Fra Ottocento e metà Novecento la festa era invece caratterizzata da alcuni rituali particolari
L’unico momento di festa in occasione del Carnevale a Cocconato è stato quest’anno il Carnival Party organizzato dalla Pro Loco. In effetti a partire dal secondo dopoguerra il Carnevale è stato limitato a un pomeriggio di festa per i bambini e, in alcuni anni, a un veglione mascherato.

Fra Ottocento e metà Novecento era invece caratterizzato da alcuni rituali particolari, legati alla tradizione piemontese. Fino al 1879 vi era la barbara usanza di tagliare la testa del tacchino appeso a testa all’ingiù, con i fantini che vi passavano sotto di corsa a cavallo, fino a che la testa della povera bestia si staccava dal collo, per essere poi infilata su un bastone: i partecipanti a questa pagliacciata scorazzavano per l’abitato andando a bere qua e là fino a ubriacarsi. Simili rituali carnevaleschi sono attestati in diversi paesi astigiani: famosa è la giostra del pitu di Tonco, dove, dopo infinite polemiche, il tacchino nel 2015 è stato sostituito da un simulacro in tessuto.

Gruppi spontanei di giovani cocconatesi organizzavano, già a inizio Novecento, vestiti con costumi alla buona, momenti di goliardia. In una vecchia foto si vede un gruppo di persone vestite con vecchi abiti e semplici costumi, con davanti un cesto, una damigiana e recipienti vari: si può supporre che negli ultimi giorni di carnevale i giovani andassero in giro per il paese con un carretto per una sorta di questua, accompagnata da canti e schiamazzi, e con quanto raccolto festeggiassero poi tutti assieme.

Nella frazione Vastapaglia vi era un singolare rituale carnevalesco che iniziava la domenica precedente il Martedì grasso con le questue eseguite dai maschi (bambini e adulti) alla sera nelle case della frazione e della vicina borgata Tani.
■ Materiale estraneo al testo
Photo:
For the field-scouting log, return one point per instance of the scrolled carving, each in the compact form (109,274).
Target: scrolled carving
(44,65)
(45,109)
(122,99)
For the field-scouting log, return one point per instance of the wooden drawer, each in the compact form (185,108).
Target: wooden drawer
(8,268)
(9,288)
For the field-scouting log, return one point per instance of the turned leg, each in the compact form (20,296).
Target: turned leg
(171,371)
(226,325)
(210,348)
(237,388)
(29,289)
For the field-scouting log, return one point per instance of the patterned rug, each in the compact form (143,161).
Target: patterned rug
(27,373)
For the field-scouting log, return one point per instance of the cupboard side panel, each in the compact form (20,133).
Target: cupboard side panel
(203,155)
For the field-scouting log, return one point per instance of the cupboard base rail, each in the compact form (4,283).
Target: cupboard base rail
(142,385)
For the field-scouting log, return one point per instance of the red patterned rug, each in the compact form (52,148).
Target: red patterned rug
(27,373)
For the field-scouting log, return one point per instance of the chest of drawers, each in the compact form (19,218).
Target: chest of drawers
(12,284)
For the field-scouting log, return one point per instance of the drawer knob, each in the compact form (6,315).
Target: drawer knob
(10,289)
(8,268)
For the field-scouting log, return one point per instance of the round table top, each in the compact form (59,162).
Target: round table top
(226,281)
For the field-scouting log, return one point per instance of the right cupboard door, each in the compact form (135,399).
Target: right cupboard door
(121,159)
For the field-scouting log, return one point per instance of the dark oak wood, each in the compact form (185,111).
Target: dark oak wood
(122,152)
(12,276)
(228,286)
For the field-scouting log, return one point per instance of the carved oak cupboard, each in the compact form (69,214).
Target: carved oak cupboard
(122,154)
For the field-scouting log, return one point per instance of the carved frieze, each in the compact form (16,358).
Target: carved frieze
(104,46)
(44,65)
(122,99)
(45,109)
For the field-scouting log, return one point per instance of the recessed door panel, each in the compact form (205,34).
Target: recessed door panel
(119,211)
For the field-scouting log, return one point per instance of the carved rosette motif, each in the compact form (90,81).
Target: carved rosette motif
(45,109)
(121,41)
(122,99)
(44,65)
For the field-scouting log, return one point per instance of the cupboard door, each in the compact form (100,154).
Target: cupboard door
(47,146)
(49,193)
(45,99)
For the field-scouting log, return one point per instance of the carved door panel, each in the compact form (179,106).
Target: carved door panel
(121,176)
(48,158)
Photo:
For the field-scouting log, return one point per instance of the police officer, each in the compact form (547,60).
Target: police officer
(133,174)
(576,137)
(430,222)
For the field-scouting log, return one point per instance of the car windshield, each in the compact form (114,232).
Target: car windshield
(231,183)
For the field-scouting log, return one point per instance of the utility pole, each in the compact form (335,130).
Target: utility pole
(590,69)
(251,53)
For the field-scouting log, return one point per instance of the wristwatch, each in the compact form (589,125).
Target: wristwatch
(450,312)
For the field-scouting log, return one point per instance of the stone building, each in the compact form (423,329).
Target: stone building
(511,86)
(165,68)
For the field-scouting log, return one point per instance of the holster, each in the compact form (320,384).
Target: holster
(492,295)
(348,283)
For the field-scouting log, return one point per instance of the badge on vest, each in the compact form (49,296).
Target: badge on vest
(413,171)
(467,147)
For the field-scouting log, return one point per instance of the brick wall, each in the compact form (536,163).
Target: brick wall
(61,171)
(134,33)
Con il ricavato delle questue si organizzava la festa, alla quale veniva invitato qualcuno in grado di suonare la fisarmonica; per l’occasione le donne preparavano i canestrelli.

Il Martedì grasso, giorno in cui nessuno avrebbe dovuto lavorare, avveniva il rito dell’Uomo selvatico: un contadino, quasi sempre lo stesso, si recava in vigna a potare. Qui veniva successivamente catturato dagli altri uomini della frazione, che lo legavano con la rete utilizzata per trasportare il fieno e lo portavano a casa, dove avrebbe dovuto offrire da bere e da mangiare a tutti i presenti. La festa, cui erano presenti anche le figure tipiche del Vecchio e della Vecchia, proseguiva con canti e balli fino a tarda notte. Anche nei giorni successivi, fino alla domenica del Carnevale vecchio, alla sera si faceva festa. Questa manifestazione si inserisce nel filone di animali (come l’orso di meliga di Cunico) e uomini selvatici, figure emblematiche della tradizionale carnevalesca di alcune aree piemontesi.